With the price of oil in freefall recently, there was much anticipation on what OPEC would do. Cutting production output would take supply out of the global system and increase prices. However, this would mean OPEC would lose market share to the US, which has seen a significant rise in oil production. As a result, there is now a global glut of oil, which poses a significant threat to OPEC. Following from this, OPEC has decided to maintain production at 30 million barrels a day. This means that the price of oil will continue to fall. Today it has gone below $70 a barrel.

Why did OPEC keep production? It can be argued that it wants to remove the threat of US shale production. For decades, oil producers have enjoyed high oil prices and built significant cash reserves to help weather the storm. US oil, on the other hand, is new and will become unprofitable if oil falls below a certain price. Therefore, a survival of the fittest scenario unfolds.

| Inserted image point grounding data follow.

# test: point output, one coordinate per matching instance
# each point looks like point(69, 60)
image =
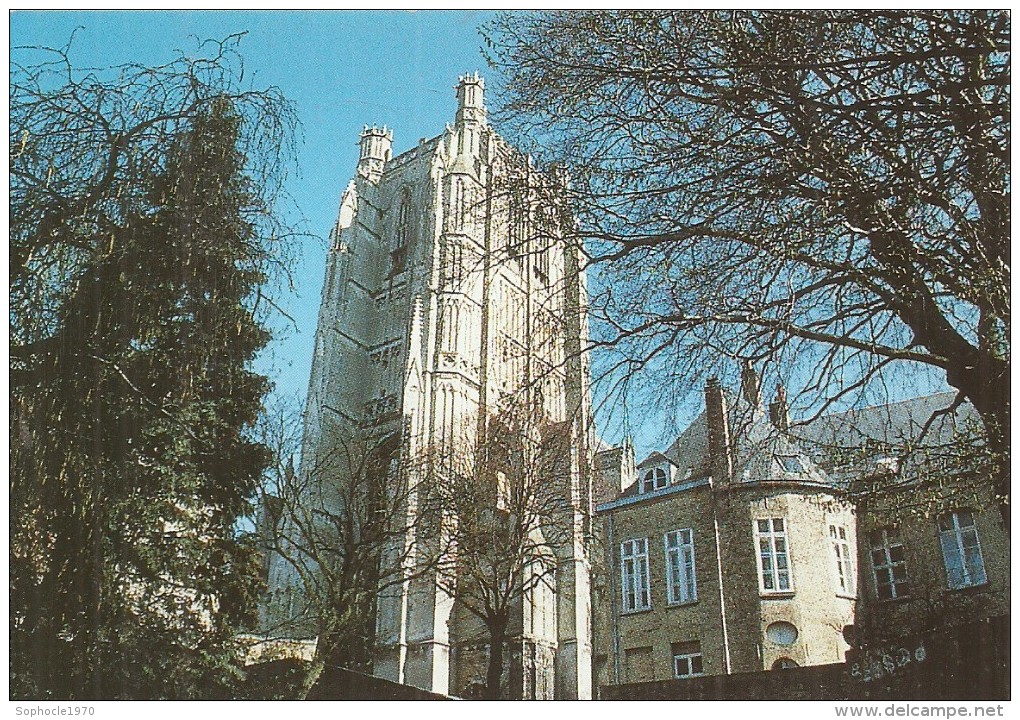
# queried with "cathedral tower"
point(449, 288)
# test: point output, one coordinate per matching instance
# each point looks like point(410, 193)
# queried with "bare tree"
point(826, 191)
point(507, 512)
point(353, 523)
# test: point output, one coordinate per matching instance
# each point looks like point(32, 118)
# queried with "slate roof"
point(762, 454)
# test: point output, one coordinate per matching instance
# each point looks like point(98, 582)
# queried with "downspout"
point(613, 619)
point(722, 594)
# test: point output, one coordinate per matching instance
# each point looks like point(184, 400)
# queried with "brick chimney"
point(719, 450)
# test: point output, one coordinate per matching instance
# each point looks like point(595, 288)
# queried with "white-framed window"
point(654, 478)
point(633, 574)
point(845, 565)
point(687, 660)
point(680, 584)
point(961, 550)
point(773, 556)
point(888, 563)
point(791, 463)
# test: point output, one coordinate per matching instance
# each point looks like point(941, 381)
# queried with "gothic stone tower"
point(441, 299)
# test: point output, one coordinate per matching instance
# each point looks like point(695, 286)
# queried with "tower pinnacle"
point(470, 98)
point(376, 149)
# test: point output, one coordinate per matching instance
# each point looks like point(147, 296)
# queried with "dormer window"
point(791, 463)
point(654, 478)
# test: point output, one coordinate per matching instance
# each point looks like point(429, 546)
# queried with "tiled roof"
point(764, 454)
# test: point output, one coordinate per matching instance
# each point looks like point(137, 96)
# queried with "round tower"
point(470, 99)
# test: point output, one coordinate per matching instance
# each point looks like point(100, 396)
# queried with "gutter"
point(614, 618)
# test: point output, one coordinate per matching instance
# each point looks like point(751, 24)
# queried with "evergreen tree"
point(131, 462)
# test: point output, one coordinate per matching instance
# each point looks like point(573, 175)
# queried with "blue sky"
point(342, 69)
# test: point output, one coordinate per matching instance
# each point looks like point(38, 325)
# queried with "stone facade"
point(449, 289)
point(851, 522)
point(743, 612)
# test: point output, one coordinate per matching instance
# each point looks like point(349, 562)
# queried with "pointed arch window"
point(398, 256)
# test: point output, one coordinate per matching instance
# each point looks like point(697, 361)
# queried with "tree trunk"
point(494, 674)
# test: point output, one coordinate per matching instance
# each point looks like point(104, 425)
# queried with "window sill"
point(639, 611)
point(776, 595)
point(894, 601)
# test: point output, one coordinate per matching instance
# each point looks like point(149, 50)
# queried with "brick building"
point(450, 289)
point(753, 544)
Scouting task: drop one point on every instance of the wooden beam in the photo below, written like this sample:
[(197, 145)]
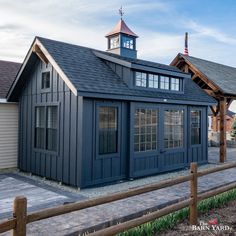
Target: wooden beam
[(222, 130), (186, 68), (39, 53), (228, 102), (210, 92), (193, 195)]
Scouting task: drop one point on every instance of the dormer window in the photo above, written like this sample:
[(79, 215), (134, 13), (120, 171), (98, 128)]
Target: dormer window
[(141, 79), (114, 42), (45, 80), (128, 42), (155, 81), (164, 82), (175, 84)]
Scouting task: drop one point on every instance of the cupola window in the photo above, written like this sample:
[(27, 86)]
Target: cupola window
[(114, 42), (128, 42)]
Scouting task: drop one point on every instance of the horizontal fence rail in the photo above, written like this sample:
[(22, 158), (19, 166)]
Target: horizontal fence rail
[(20, 217), (55, 211)]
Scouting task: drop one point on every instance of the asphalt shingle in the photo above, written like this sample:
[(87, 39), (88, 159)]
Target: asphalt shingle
[(88, 73), (8, 71), (221, 75)]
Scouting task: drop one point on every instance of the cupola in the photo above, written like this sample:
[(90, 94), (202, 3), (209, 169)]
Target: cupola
[(122, 40)]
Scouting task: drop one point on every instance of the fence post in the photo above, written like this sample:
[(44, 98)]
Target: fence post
[(193, 195), (20, 213)]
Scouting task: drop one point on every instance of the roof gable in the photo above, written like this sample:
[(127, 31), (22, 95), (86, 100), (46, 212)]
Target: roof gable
[(224, 77), (8, 71), (88, 73)]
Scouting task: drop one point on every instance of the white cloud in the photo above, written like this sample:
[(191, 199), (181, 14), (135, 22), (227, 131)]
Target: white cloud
[(86, 22)]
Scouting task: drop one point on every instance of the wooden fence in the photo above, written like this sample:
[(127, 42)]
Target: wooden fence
[(20, 217)]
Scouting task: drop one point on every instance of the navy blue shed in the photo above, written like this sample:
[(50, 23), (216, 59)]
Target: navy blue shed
[(89, 117)]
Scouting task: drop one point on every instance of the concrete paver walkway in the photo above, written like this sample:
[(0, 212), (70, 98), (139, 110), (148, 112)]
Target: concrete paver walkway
[(106, 214), (39, 195)]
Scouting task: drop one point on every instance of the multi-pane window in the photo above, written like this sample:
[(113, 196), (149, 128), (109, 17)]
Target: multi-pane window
[(108, 130), (164, 82), (153, 81), (145, 130), (175, 84), (128, 42), (51, 131), (173, 128), (114, 42), (46, 127), (40, 127), (195, 121), (45, 80), (149, 80), (140, 79)]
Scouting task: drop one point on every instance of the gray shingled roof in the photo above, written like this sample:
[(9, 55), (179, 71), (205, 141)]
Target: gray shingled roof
[(88, 73), (221, 75), (8, 71), (144, 62)]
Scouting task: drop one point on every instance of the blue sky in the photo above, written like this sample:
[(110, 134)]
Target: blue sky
[(160, 25)]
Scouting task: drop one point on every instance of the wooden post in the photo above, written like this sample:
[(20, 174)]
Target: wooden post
[(20, 213), (222, 130), (193, 195)]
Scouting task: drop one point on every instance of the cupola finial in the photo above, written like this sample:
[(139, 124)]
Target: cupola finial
[(121, 12)]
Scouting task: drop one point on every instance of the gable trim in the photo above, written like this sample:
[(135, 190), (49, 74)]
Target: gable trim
[(37, 44)]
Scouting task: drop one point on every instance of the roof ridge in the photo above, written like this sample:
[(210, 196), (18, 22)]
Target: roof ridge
[(12, 62), (207, 61)]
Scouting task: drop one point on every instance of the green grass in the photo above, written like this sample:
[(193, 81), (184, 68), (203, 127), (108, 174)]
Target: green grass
[(170, 220)]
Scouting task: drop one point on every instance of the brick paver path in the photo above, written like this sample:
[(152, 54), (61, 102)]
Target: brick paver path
[(97, 217)]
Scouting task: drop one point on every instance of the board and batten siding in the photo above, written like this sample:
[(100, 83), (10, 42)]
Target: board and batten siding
[(8, 135), (64, 165)]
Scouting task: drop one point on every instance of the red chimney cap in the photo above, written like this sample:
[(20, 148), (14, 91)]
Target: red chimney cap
[(121, 27)]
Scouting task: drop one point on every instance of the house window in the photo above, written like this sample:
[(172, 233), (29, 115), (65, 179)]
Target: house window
[(173, 128), (140, 79), (164, 82), (153, 81), (51, 131), (40, 127), (128, 42), (114, 42), (108, 130), (145, 130), (46, 127), (195, 118), (45, 80), (175, 84)]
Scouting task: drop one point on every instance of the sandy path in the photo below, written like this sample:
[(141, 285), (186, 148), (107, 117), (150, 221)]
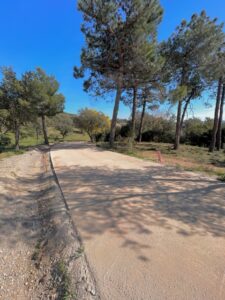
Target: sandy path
[(150, 232)]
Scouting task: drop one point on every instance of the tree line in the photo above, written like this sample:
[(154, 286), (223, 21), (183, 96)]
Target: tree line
[(122, 54), (26, 99)]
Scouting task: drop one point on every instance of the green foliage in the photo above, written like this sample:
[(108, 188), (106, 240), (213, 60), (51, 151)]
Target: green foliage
[(64, 124), (178, 94), (4, 141), (92, 122)]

Market share is the rhetoric being used by all the oil ministers. Iranian oil minister Bijan Namdar Zanganeh stated that, “If you want to increase your share, you have to reduce prices”. Iran still has economic sanctions imposed on it, and once they are lifted, they will boost oil output despite low prices. “We’ll still do it. What’s important for me is our share,” said the oil minister.

What does that all mean for the average consumer? Low oil prices mean that petrol prices should go lower as well. For years, we have had to put up with unjustified high oil prices. The correction will hopefully help costs reduce.